With the beginning of the semester coming up quickly (classes begin the last week of August), I've finally begun working on my syllabus. I'm teaching three sections of the same class (English 1010 - Introduction to Writing); two sections meet twice a week and one section meets three times a week, so I'm in the process of creating two schedules. I've already filled in when the papers are due (including first and second drafts). At this point I'm just filling in the holes and researching possible readings.
I've developed an interest in cultural perceptions as they pertain to education, gender, disability, and family, so I've been looking for and finding readings that examine how those in different parts of the world and those with different religious traditions respond to disability, etc. So far I've found essays on disability and Islam and disability and Christianity, and brochures that explore culture and disabililty in Korea, India, Japan, the Phillipines, Vietnam, and China. The New York Times and the Salt Lake Tribune are available on campus as well, and I plan in integrating those newspapers into our class time as well.
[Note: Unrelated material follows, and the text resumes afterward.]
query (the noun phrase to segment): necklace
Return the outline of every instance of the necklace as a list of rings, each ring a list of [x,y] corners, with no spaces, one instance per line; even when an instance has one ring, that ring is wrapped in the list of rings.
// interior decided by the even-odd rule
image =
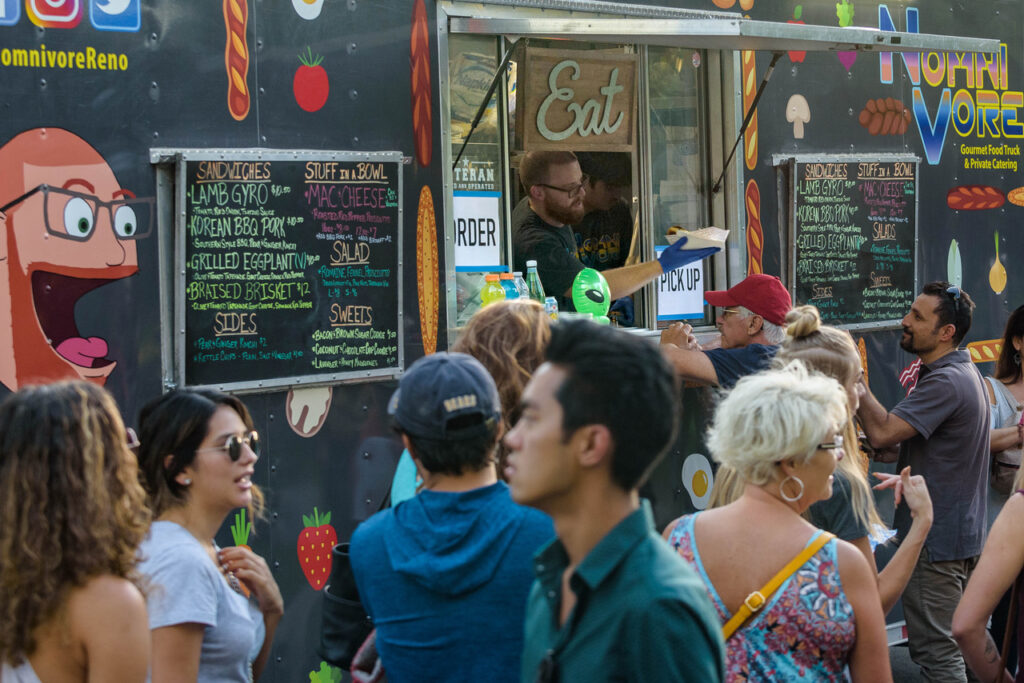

From a thematic standpoint there's a lot of overlap, since culture and cultural perceptions embody so many of these topics simultaneously (a child's gender can affect her culturally permitted level of education, which affects the family and community both socially and economically). As such, while specific class periods may require a focus on disability, education or religion or any one of a number of other culturally-relevant topics come into play as well at some point. I can focus more on a specific topic in any given class, but eventually we get into how education or gender or disability influences culture on multiple levels.
A lot of students in Utah are culturally insulated; they don't travel as much as the students I've taught in New York or Pennsylvania, and there aren't as many immigrants who settle here (aside from those coming from Mexico), and I'm relishing having some uncomfortable conversations, as odd as that may sound. I want to get my students thinking about how we define our own culture and how we decide what's culturally relevant.